Lui e lei stanno riposando dopo l’amore. Lui appare pensieroso e lei, incauta, gli chiede: “A che pensi?”, la risposta di lui è vaga e poco convincente percio’ lei, sempre piu’ sprezzante del pericolo, rilancia: “A cosa pensi, VERAMENTE?” e lui, messo alle strette, si fa serio e confessa: “Stavo pensando all’Arsenal”, segue un sospiro di lei, a metà tra il sollievo e la rassegnazione… È questa la scena forse piu’ significativa di uno dei libri di Nick Hornby, “Febbre a 90’”. Il romanzo, da cui poi fu tratto anche un film, racconta della passione-mania di un insegnante per il calcio e per la sua squadra del cuore, l’Arsenal appunto, e delle conseguenze di questa ossessione in tutti gli aspetti della quotidianità, a cominciare dalla vita di relazione.

Secondo Stefano Barbetta, autore del divertente volume “Come sopravvivere al campionato di calcio”, edito da Morellini, nella storia raccontata da Hornby non c’è niente di esagerato: la vita del tifoso è dura ma più dura rischia di essere quella della povera sventurata che gli sta accanto.

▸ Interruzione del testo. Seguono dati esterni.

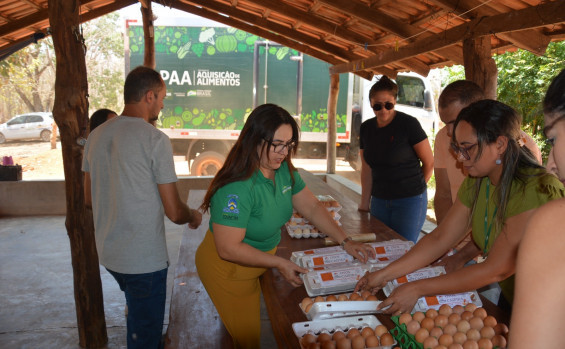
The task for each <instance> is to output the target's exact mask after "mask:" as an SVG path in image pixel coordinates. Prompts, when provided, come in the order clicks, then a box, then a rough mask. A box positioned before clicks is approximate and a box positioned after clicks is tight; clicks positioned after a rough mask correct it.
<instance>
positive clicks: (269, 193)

“Questa scena è più realistica di quanto si possa immaginare. Il mio libro nasce dalla considerazione che la passione per il calcio è spesso qualcosa di talmente forte e totalizzante da investire tutti gli ambiti della vita di un uomo. Le donne a cui capita la disgrazia di avere un compagno con questa malattia devono essere coscienti che questo è un argomento serio, da affrontare, perché a lungo andare potrebbero crearsi tensioni nel rapporto di coppia.”

 

Il libro è quindi rivolto alle donne?

“Sì, è una guida pensata per loro. Esce nella collana “Pinkgeneration” che raccoglie testi di argomenti che si ritiene siano di interesse per il mondo femminile.Secondo me mancava proprio un testo che parlasse alle donne di una cosa molto importante per l’universo maschile: il pallone.”

 

Mancava proprio eh?

“Sì. E la conferma l’ho avuta mentre lavoravo al libro. Tutto quello che ho scritto è il risultato della raccolta di numerose testimonianze di amici e conoscenti che mi hanno confermato che il problema c’è, esiste e va affrontato. Sulle testimonianze è basata tutta la parte centrale del libro, quella che parla della diversità degli appartenenti alle varie tifoserie, della loro differenza di atteggiamento rispetto alla squadra del cuore, delle loro esperienze come tifosi. Tutto questo contribuisce a creare delle vere e proprie psicologie. Perciò la donna che sta con uno juventino potrà aspettarsi qualcosa, quella che sta con l’interista qualcos’altro. Sono diversi schemi di vita.”

 

Vuoi aiutare le donne a scegliere il compagno giusto in base alle caratteristiche derivanti dalle diverse  fedi calcistiche, non bastavano le affinità zodiacali?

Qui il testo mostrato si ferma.